Yeah, I’m Canadian but that’s never stopped me from knowing everything about you yanks before.
Is this a relatively new term?
Yeah, I’m Canadian but that’s never stopped me from knowing everything about you yanks before.
Is this a relatively new term?
Not really – it’s been in common use for at least ten years, probably more.
It’s been around since the 60s. A lot of people tend to use the term with the meaning of business sales spiking that day and the books finally going “into the black”. However, it appears that the Philadelphia PD was using the term in quite a different way.
I’ve heard about it since I was born. I’m 31.

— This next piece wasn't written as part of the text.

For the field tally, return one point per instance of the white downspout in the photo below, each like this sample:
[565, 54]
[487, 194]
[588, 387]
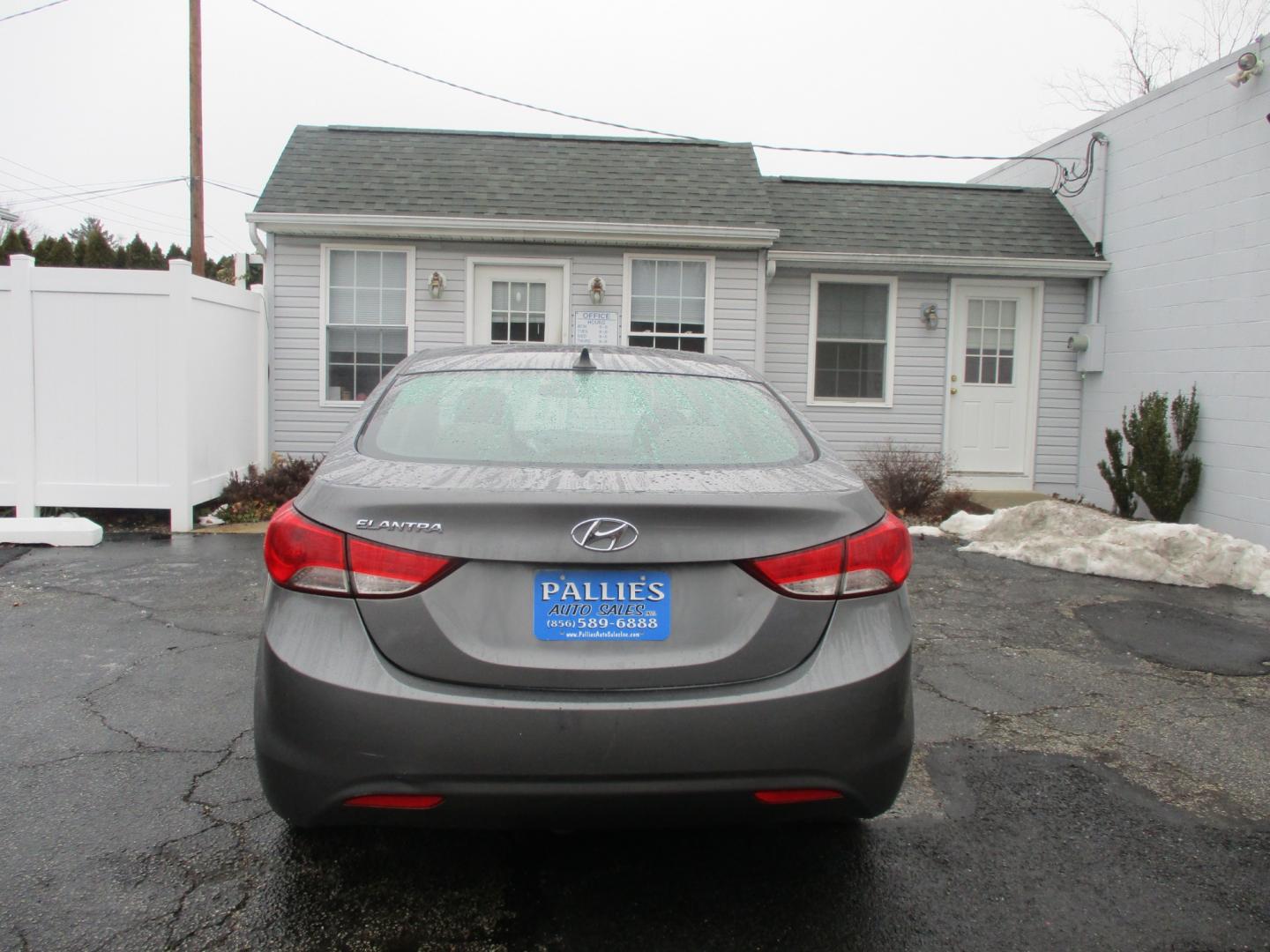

I like the way the term is supposed to mean the point at which stores move decisively into the black for the year, when what it really means is a black day for anyone working retail, or possibly a black day for anyone trying to start their Christmas shopping, ideally without getting trampled.
While it’s been around, I don’t think it’s been used as pervasively by the media as it has been the last few years. The day seems to be referred to as such at absolutely every reference, when perhaps it would only be called that in reference to shopping forecasts 10 years ago, and only by trade insiders 20 years ago.
And in the last few years in Canada, it’s been mentioned in Canadian media with explanation that it derives from the US Thanksgiving holiday sales. Since Canadian Thanksgiving is in early October, this would otherwise be an unremarkable November work day and weekend.
I think there may be a sports-related meaning as well. I don’t follow spectator sports much, so I may be wrong.
ETA: if anything, I would have thought that Black Friday was the name for the day the market crashes…
This is how I see it, too. The financial reporter on the news might mention it, but nobody talked about it at Thanksgiving dinner, and it wasn’t named in stores’ circulars. Of course, when I was a kid retail Christmas didn’t start on Labor Day.
Well, I’ve heard about it for years and years and years, but I suspect I may be a bit more of a shopper than you are Leaffan.
The Market Crash of 1929 was Black Tuesday.
As was the collapse of the wheat market in April of 1872.
Looking through the New York Times archives, there was a single reference to the Philadelphia PD’s usage in 1969. After that it doesn’t seem to have appeared until 1995, after which the phrase has been used regularly.
That roughly matches my memory. It seemed like in the mid-90s the phrase appeared out of nowhere and was suddenly everywhere.
It was the title of a Steely Dan song, from 1975.
I am not sure what the song is supposed to be about, however; probably not shopping after Thanksgiving (although it does mention removing “big red words form my little black book”). Some of the lyrics do seem to be invoking the stock market crash, but kangaroos are also involved, somehow.
Interesting. Where’s the Times’s reference to that 1969 usage? (Did you spot something old – like, roughly contemporaneous with 1969 – in the Times’s archives or is it something fairly recent?)
The closely associated phrase is “Door Buster” sales, which of course are on Black Friday. “Door Buster” seems to be in every fuckin’ Christmas ad this year. Do they want people to riot in their stores?
These seasonal advertising slogans are getting on my nerves almost as much as Christmas carols.
If all the rioters buy high margin items, yes. Yes, we do
Is there an equivalent “big day” for shopping in Canada? I never thought much about it since the US had Thanksgiving 1 month right before Christmas.
What day(s) have the biggest sales there?
Boxing day sale is Dec 26th. All the stuff they couldn’t sell. This is why gift cards for Christmas (from me not to me) is an excellent idea. They can get so much more for the money on Boxing day.
Likewise, the Black Plague killed between 30% and 60% of Europe’s population between 1348 and 1350. All of these events are related as an unfortunate side effect of a concentrated human population with too few resources to support the overall supply chain. Sometimes, it is a rat infestation starting at the Silk road in Asia and moving into Europe as with the case of the Black Plague. Now it is a shortage of supercheap cheap LCD TV’s also coming from Asia being offered at Walmart for just a few hours at flea market prices. History tends to spawn common themes with predictable results.
I only heard that specific name within the past 5 years or so. I knew there were after-Thanksgiving sales, but they were generally called Day after Thanksgiving sales.
I’m not disagreeing that the term has existed, just that I didn’t see it used, and my family has never been into that stuff.